Blah. I’m done with that narrative. Guess what? Sometimes old people see the error of their ways, and sometimes they just get cranky. The only way to tell the difference is to look at the quality of the argument.
So let’s look at the argument:
In the book he disputes the assertion that there’s no harm in copying a digital music file because you haven’t damaged the original file.
“The same thing could be said if you hacked into a bank and just added money to your online account,” he writes. “The problem in each case is not that you stole from a specific person but that you undermined the artificial scarcities that allow the economy to function.
This is actually a quite elegant metaphor, because it gets to the point: the scarcity is artificial, a construct of law, and the reason we create the scarcity is because supposedly the scarcity results in better art being created.
He then goes on to detail what the recent lack of scarcity has broken:
Sure enough, some musicians have done well selling T-shirts and concert tickets, but it is striking how many of the top-grossing acts began in the predigital era, and how much of today’s music is a mash-up of the old.
“It’s as if culture froze just before it became digitally open, and all we can do now is mine the past like salvagers picking over a garbage dump,” Mr. Lanier writes. Or, to use another of his grim metaphors: “Creative people — the new peasants — come to resemble animals converging on shrinking oases of old media in a depleted desert.”
Really? That doesn’t match anything I’ve seen. I’ve been a music fan my whole life, and I have never seen the array of creativity and talent that I see now in the alternative music scene.
Now does it have superheroes? The Jimi Hendrix that stands up and revolutionizes guitar? The Dave Davies fuzzbox moment? No, because we are in a postmodern era, and because with everyone more connected *more* people take part in the evolution of music. Just as safe sea travel ended the Age of the Explorers, so broadband ended the age of the music superhero. But you know what? It was the age of the music superhero that was the anomaly, not the other way around.
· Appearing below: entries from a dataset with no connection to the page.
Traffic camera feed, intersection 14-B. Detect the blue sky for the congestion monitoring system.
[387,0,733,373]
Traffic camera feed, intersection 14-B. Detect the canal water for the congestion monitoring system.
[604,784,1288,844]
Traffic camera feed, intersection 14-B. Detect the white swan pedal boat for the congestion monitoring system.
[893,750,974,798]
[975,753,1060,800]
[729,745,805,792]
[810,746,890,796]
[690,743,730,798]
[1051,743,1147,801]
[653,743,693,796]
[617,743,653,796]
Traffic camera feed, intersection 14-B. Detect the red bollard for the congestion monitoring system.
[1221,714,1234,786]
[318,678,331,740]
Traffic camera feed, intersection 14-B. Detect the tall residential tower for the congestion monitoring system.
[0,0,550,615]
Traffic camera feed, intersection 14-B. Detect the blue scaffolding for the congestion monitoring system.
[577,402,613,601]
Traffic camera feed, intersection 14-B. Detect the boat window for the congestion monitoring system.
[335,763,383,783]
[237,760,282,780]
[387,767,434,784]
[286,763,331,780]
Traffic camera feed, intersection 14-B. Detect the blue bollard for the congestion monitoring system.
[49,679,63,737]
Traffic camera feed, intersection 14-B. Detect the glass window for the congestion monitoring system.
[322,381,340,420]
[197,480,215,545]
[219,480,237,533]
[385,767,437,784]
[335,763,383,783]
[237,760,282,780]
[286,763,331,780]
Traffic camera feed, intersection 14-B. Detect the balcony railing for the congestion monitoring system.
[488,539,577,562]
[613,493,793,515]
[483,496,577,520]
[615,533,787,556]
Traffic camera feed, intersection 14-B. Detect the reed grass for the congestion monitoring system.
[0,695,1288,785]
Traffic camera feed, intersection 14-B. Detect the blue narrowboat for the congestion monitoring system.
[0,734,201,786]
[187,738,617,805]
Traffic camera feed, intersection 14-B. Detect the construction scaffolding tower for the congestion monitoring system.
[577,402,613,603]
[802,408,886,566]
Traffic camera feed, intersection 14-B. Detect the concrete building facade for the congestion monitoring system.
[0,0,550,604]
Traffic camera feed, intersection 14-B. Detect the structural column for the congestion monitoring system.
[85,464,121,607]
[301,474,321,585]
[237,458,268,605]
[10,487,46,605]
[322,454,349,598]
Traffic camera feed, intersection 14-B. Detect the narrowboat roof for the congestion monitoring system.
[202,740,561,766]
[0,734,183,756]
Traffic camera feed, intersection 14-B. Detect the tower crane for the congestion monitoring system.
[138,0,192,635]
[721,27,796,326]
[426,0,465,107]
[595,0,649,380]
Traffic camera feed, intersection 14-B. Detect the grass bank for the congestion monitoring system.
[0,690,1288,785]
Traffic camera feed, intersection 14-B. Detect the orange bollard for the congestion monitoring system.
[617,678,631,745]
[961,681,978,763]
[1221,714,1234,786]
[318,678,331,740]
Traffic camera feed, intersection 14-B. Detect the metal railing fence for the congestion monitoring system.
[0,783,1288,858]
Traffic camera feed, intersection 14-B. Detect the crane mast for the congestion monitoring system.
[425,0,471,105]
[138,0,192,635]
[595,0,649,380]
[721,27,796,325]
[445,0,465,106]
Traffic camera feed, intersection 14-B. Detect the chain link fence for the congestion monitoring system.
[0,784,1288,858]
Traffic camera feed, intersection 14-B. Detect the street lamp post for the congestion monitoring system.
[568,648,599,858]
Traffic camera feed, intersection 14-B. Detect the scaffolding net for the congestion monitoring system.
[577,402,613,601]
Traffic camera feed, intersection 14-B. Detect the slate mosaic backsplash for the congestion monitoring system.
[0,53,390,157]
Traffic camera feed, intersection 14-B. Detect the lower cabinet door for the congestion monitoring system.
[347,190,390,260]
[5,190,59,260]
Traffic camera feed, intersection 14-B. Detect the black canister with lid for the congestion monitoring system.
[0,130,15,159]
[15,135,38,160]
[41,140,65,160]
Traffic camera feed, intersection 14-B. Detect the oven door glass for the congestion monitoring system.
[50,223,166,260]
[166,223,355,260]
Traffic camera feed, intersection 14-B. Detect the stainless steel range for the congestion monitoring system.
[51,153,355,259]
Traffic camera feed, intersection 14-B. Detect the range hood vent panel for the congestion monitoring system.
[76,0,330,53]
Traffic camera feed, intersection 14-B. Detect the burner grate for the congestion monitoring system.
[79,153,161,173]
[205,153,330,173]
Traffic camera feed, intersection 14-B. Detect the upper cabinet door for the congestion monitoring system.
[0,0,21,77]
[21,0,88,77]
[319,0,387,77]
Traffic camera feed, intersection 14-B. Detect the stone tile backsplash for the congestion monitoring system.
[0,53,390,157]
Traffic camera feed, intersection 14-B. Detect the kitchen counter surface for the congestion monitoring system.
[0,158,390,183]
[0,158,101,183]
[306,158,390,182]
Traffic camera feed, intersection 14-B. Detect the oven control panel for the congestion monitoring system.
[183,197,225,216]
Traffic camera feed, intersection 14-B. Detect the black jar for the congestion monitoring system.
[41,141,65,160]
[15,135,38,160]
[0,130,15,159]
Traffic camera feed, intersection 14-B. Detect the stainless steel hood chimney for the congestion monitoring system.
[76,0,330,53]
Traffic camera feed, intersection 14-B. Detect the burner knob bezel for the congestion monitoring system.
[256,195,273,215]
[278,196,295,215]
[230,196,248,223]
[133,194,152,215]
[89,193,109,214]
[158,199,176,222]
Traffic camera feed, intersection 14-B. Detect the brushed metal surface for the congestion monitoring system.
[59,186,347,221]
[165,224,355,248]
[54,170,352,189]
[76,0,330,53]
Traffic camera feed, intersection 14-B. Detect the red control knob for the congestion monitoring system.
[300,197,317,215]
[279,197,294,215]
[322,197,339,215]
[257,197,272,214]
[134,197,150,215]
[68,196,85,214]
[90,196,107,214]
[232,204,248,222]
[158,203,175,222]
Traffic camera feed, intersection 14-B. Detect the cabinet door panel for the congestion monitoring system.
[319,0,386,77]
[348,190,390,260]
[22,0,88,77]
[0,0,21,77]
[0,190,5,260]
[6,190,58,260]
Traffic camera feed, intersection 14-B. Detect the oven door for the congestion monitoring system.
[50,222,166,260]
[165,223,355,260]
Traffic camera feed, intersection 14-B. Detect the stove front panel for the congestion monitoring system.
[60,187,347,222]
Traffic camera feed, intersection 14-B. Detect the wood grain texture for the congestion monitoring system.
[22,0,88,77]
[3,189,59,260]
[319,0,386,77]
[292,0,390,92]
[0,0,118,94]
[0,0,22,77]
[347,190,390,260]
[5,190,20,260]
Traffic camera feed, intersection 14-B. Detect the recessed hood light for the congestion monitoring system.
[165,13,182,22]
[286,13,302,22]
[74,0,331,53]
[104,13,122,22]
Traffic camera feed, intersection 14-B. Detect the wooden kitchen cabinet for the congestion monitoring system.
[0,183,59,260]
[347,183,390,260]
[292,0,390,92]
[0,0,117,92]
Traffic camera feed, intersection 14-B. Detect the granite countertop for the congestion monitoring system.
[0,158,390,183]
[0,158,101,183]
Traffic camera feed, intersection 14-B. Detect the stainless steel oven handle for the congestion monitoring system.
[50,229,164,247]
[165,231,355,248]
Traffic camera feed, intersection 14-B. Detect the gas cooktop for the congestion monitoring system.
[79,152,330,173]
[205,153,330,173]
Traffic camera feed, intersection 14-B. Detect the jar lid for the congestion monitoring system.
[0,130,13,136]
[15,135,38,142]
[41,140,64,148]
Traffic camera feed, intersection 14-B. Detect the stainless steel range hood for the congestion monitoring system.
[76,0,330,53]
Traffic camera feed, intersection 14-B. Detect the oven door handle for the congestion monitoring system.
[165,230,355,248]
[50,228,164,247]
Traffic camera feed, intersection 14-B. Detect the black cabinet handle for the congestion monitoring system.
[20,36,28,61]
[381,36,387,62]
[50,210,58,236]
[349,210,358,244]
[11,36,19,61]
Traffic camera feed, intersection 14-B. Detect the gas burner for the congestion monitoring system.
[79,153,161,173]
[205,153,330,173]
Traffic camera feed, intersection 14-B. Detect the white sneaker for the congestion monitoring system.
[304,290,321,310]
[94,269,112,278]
It was a one-off. And I’m sorry for Lanier and his experimental music that he missed it, and there are no more openings for a Robert Fripp or Brian Eno, but there’s no more openings to be Sir Hilary or Henry Hudson or Marie Curie anymore either.
For those that can accept the beauty of the new paradigm, music has never been better. For Lanier, I guess, not so much. Which wouldn’t be so bad, except of course he wants to enforce artificial scarcity to get his world of heroes back. It sounds like a weird sci-fi plot to me, frankly, not a reasonable argument.
[Note: that sci-fi plot idea is solely my idea and my idea alone — DO NOT USE. I’m brilliant, and one day the world will pay me millions in recognition.]